Smoking in the entrance is prohibited, but only a few are punished for this. Photo kp.by

Another example. It makes no sense to introduce a corporate legal act prohibiting smoking in the territory adjacent to the office. At a minimum, it is worth considering an alternative solution.

Structured.In Russia, there is no special law regulating the structure of legal acts. The last attempt to create such a document, the Ministry of Justice undertook in 2014, but the document did not even reach the State Duma.

Requirements for legal acts, as a rule, are established by line ministries. If a business decides to additionally regulate the rules of labor regulations, then they should look for the rules for creating legal acts in Labor Code of the Russian Federation.

The general practice in terms of structure is as follows:

  1. Preamble. The objectives of the adoption of NLA are indicated.
  2. Main part. In a broad sense, it is called a normative legal act. Codes of rules, instructions and regulations are located in this section.
  3. Conclusion. Signatures of the receiving authorities and applications are placed here.

Accessibility for understanding.Federal laws are written in legal language, but a special analytical note goes out to the media. She translates from the "bureaucratic" into Russian the meaning of the adopted document. Ideally, each NLA should come with an explanation.

Employee Compensation Policy PJSC "Sberbank of Russia" .

Where to findnormative legal acts

According to the Constitution of the Russian Federation, normative legal acts come into force only after publication. No other way.

Government documents are published in Rossiyskaya Gazeta. They are listed in chronological order in special section of the site. On the same page, you can subscribe to the newsletter of new legal acts published in the latest issue of Rossiyskaya Gazeta. This makes it easier to keep track of important changes in legislation.

On the Internet, it is easy to find reference sites with a database of legal acts. They are intermediaries, so they publish updated information with a delay.

In theory, NPAs are easier to search on Official Internet portal of legal information. The site is fast, but its interface takes some getting used to. It is difficult to recommend it for everyday search.


The official Internet portal of legal information has been operating since 2005. Apparently, the structure has not fundamentally changed since then.

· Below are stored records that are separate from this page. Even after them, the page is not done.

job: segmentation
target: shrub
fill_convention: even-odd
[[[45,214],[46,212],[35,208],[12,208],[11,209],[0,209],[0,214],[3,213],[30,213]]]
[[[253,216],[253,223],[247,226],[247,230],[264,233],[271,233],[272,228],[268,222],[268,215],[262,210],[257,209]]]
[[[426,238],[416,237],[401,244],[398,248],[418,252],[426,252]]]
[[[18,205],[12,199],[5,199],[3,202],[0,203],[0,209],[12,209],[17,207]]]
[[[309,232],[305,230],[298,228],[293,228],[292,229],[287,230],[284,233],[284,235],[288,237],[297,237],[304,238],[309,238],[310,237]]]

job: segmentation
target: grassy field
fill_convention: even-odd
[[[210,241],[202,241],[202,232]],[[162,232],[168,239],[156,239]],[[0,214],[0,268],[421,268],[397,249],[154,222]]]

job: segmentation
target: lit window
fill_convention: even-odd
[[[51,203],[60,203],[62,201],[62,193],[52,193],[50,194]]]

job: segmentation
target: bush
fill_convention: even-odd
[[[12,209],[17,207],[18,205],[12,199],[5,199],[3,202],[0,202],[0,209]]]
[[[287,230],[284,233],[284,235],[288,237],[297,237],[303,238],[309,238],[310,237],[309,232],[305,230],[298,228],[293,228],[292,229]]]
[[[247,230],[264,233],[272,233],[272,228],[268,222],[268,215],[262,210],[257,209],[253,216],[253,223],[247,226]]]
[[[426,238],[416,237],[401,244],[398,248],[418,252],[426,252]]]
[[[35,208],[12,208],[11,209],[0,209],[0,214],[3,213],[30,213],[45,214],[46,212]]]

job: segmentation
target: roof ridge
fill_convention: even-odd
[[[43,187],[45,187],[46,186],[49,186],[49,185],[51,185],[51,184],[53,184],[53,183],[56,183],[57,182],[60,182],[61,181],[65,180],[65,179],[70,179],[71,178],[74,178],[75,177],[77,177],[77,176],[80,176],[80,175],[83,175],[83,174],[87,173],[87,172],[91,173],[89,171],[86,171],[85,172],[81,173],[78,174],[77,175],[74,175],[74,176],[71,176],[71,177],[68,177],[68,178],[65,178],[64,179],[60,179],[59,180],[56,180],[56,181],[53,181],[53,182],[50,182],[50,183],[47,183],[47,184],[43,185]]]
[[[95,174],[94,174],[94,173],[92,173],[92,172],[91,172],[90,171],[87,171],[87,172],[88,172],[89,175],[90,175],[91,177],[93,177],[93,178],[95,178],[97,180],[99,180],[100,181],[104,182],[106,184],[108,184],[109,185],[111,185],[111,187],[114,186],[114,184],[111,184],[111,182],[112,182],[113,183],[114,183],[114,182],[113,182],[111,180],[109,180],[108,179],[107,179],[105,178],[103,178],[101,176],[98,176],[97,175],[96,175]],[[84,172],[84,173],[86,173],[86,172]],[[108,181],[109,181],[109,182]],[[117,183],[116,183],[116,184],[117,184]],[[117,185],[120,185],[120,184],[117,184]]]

Since December 2017, the Ministry of Justice of Russia has launched a specialized legal portal Normative legal acts in the Russian Federation. The site is integrated into the state information system. If the agency has adopted a NLA, it is automatically published on the Legal Portal. This is the easiest way to get up-to-date information on regulatory legal acts of the federal, regional and municipal levels. The site is being tested and some sections do not work. The main thing is that the NPA bases are in perfect order.


Portal "Regulatory legal acts in the Russian Federation". Flexible search will help you find the right ABOs

Legislative acts are always adopted together with analytical reports, accompanying memos or industry reviews. They are located in Legislative activity support system . This is an internal resource of the State Duma, but useful to all entrepreneurs.


The Legislative Support System has a low entry threshold

Look for normative legal acts in official sources.

Remember

  1. Regulatory legal acts establish the norms by which the state and its institutions live.
  2. Normative legal acts should reflect objective reality, have a clear structure and be understandable.
  3. Businesses have the right to issue their corporate acts, if they do not contradict applicable laws.
  4. Check with legal acts only through official sources.